Larry Langford Trial Verdict: Birmingham Mayor Found Guilty
Birmingham mayor Larry Langford was found guilty in a trial of corruption charges. He was convicted of accepting bribes in exchange for giving a $7.1 million bond business to an investment banker.
Larry Langford was found guilty to all 60 counts, including criminal conspiracy, mail fraud, and wire fraud. He faces possible life sentence.
If Langford were to receive the statutory maximum sentence, it would be more than 500 years in prison. Assistant U.S. Attorney George Martin said “he won’t get anywhere near that.”
Albert LaPierre, a consultant to the underwriter Blount Parrish & Co., pleaded guilty to bribery, so did the company chairman William Blount.

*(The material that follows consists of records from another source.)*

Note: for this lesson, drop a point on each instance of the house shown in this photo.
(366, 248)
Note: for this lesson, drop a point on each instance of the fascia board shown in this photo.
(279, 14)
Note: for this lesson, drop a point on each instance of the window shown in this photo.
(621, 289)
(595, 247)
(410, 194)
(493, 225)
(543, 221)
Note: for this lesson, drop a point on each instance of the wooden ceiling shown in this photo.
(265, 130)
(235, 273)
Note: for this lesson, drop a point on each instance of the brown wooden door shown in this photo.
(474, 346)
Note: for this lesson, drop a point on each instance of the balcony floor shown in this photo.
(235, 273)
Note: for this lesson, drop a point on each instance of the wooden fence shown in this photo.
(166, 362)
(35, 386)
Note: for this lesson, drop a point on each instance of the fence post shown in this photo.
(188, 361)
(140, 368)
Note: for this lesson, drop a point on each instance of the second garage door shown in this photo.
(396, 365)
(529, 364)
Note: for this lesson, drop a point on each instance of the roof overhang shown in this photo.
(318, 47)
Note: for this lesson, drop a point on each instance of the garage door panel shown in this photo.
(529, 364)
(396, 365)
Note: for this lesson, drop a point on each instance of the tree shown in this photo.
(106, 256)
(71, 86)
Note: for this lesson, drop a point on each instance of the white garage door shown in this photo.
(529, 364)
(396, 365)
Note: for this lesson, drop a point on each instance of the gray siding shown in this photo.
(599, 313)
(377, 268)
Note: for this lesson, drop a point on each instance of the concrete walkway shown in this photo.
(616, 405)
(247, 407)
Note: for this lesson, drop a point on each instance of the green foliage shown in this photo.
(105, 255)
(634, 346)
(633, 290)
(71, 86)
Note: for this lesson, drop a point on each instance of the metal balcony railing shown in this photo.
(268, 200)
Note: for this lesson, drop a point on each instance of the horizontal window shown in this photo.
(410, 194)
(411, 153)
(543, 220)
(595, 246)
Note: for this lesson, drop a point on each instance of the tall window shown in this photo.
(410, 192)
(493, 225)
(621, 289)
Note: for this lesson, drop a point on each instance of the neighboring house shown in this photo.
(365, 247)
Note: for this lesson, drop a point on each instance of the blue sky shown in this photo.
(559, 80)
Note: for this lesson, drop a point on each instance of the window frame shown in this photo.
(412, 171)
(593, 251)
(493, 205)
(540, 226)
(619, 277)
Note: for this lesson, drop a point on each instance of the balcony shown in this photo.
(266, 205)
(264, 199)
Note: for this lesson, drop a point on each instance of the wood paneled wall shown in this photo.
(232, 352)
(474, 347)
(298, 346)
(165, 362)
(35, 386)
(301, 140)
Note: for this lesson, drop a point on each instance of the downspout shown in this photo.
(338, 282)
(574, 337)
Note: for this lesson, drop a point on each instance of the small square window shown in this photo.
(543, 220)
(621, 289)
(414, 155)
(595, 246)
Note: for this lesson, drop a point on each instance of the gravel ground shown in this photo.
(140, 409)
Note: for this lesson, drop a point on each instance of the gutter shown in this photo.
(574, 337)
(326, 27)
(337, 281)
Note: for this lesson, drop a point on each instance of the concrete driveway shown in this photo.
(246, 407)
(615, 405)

The prosecutor went over evidence to prove Langford took bribes of about $236,000. The defense argued Blount and LaPierre took advantage of Langford, and he did not consider the gifts to be bribes.
Defense attorney Mike Rasmussen told the jury that Blount and LaPierre gave Langford checks and purchased his gifts with credit cards, rather than giving him cash, which the lawyer said would be untraceable. Leaving a paper trail would be illogical for people engaging in a bribery scheme, he said.
Larry Langford is immediately removed from office, and Smitherman has taken his place. A special election should be called within 5 days, and the election would be held within 90 days.
It is possible that a legal question may arise over who will be interim mayor after Smitherman initially takes it. The law states: "While the president of the council is serving as acting mayor, he shall not sit with the council or vote on any matters before the council."
Langford blamed his conviction on racism and local media. He said the prosecutors "struck as many black people off the jury as they could," and "that was not a jury of my peers." Langford said he will appeal.
Langford will be sentenced in 90 to 100 days. Meanwhile, he would be allowed to stay out of prison.